“It won’t do you a particle of good to enter upon a career of self-condemnation. Remorse never got anybody into heaven. A sense of regret and all that sort of thing is not the process. The process is reform; it is change; it is correction…There is no merit in suffering. The only merit there is is in transformation. I have found people carrying along their agony because they thought it was entirely proper to be everlastingly berating and condemning themselves. You will never get to heaven that way…There is nothing rational in self-condemnation. One may condemn the error, but not himself – never himself.” – Edward A. Kimball, Lectures and Articles on Christian Science
I have come to believe that self-condemnation is one of the most self-indulgent of things. It doesn’t really fix anything, you know? We sit in it, ruminate on it, live and relive scenes from our lives over and over again, full of regrets and guilt – and how, I ask you, does that make us, or the world we live in, any better?
You know, I wonder if a lot of the world thought about guilt and self-condemnation can be traced back to the allegory in the third chapter of Genesis – the chapter with talking reptiles and forbidden fruit, and Jehovah booting his own creation out of Paradise because they’re unworthy to experience it. I can see how, if someone interpreted that chapter literally, one’s future might look pretty bleak.

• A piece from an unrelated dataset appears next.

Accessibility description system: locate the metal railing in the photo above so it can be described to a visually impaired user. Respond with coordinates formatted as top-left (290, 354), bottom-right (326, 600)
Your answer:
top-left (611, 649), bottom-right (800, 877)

I myself have always preferred the first chapter of Genesis. In this first chapter of Genesis we don’t see a sinful man and woman – we see man and woman made in the “image and likeness” of God – of Love. (And if man is made in the image and likeness of God, It would actually be kind of insulting to God to say that we’re all sinners, right?)
In his beautiful sermon on love, The Greatest Thing in the World, Henry Drummond has this to say about “sin”: “Many things that men denounce as sins are not sins; but they are temporary… John says of the world, not that it is wrong, but simply that it ‘passeth away.’ There is a great deal in the world that is delightful and beautiful, there is a great deal that is great and engrossing, but it will not last. All that is in the world, the lust of the eye, the lust of the flesh, and the pride of life, are but for a little while. Love not the world therefore. Nothing that it contains is worth the life and consecration of an immortal soul…You will give yourself to many things; give yourself first to love. Hold things in their proportion.” – Henry Drummond
Holding “things in their proportion” is one of the keys to sanity, I think. I believe we sometimes make too much of “sin” – focus our energies on fearing it and fighting it and giving it up, rather than focusing our time on what will really help and heal us – on filling our lives up with the good stuff – love, joy, kindness, hope. In Lectures and Articles on Christian Science, Edward A. Kimball writes: “… a purely giving up endeavor does not give up, but does involve the scientist in a greater sense of fear. Evil is never disposed of as though it were something. It cannot be given up as though it were something… Try to realize that through Christian Science, you are constantly gaining that which will do everything for you, and that you will succeed according to the gaining process.”
We are Love’s creation, created in the image and likeness of Good. I believe that about you and I believe that about me, too. We are way cool.